The researchers also added a multigenerational approach, which incorporated multiple perspectives from Baby Boomer, Generation X, and Millennial adult mentors as well. 

Through the PAR model, they also solicited input and feedback from the girls themselves, before weaving their perspectives directly into the program. “The youth who were in it not only received something, they actually contributed to the program that was being created for them,” James said. 

“Don't try to divorce the youth from the context in which they're embedded,” he continued. “Bring those together because that's where your success comes. We found that that participatory nature helped the young ladies have a stronger buy-in to the program, and helped meet their needs.”

In this case, actively listening to the girls’ interests, preferences, and perceptions of the specific issues they faced led to increased feelings of trust, empowerment, and psychological well-being. 

According to the research, this approach can have important implications beyond this particular local community context. 

PAR can not only potentially increase the relevance, engagement, and buy-in among participants in other youth mentoring programs elsewhere. It can also be reciprocally beneficial to adult mentors as well. 
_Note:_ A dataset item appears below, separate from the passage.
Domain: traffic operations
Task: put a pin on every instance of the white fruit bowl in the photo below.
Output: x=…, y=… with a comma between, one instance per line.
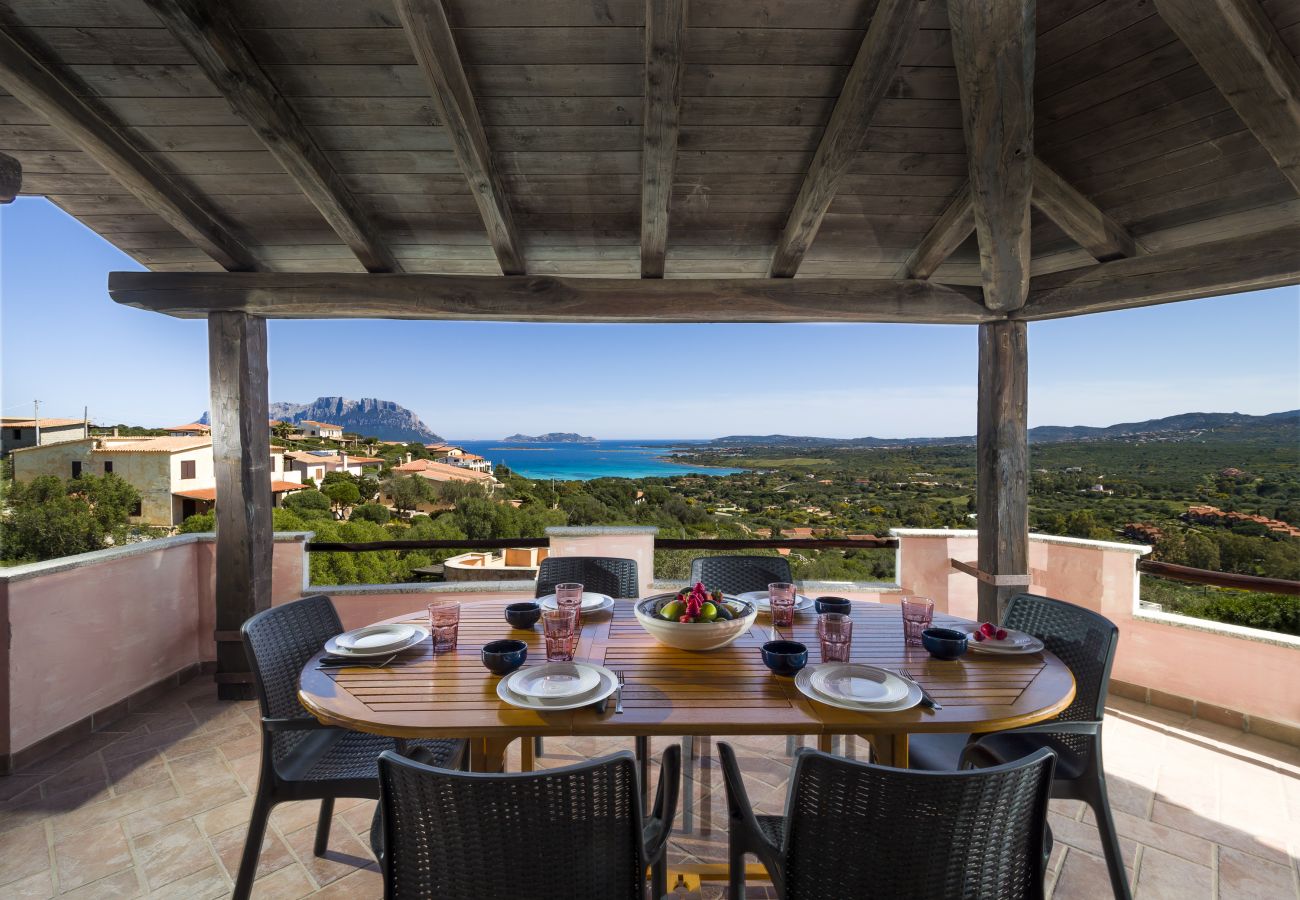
x=693, y=635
Through the co-construction of the program interventions and evaluations, the mentors themselves even marked an improved capacity to understand, respond to, and connect with participants. “As one of the mentors in the group, I worked firsthand with the girls,” Ramey said. “Throughout the project I was able to tell not only how I impacted the girls, but also how they impacted me.” 

Furthermore, the study also demonstrated the promising potential of leveraging university-community partnerships as a viable way to successfully fund, staff, and implement relevant youth development programs. 

“Our work offers other universities and community organizations a good example of how they can work together to enhance the financial, physical, and intellectual resources needed to support a culturally specific youth development program,” Harper said. “Youth played a key role in co-leading this program and cultivating a space that was sensitive to their needs at the time. This is the outcome I am most proud of.”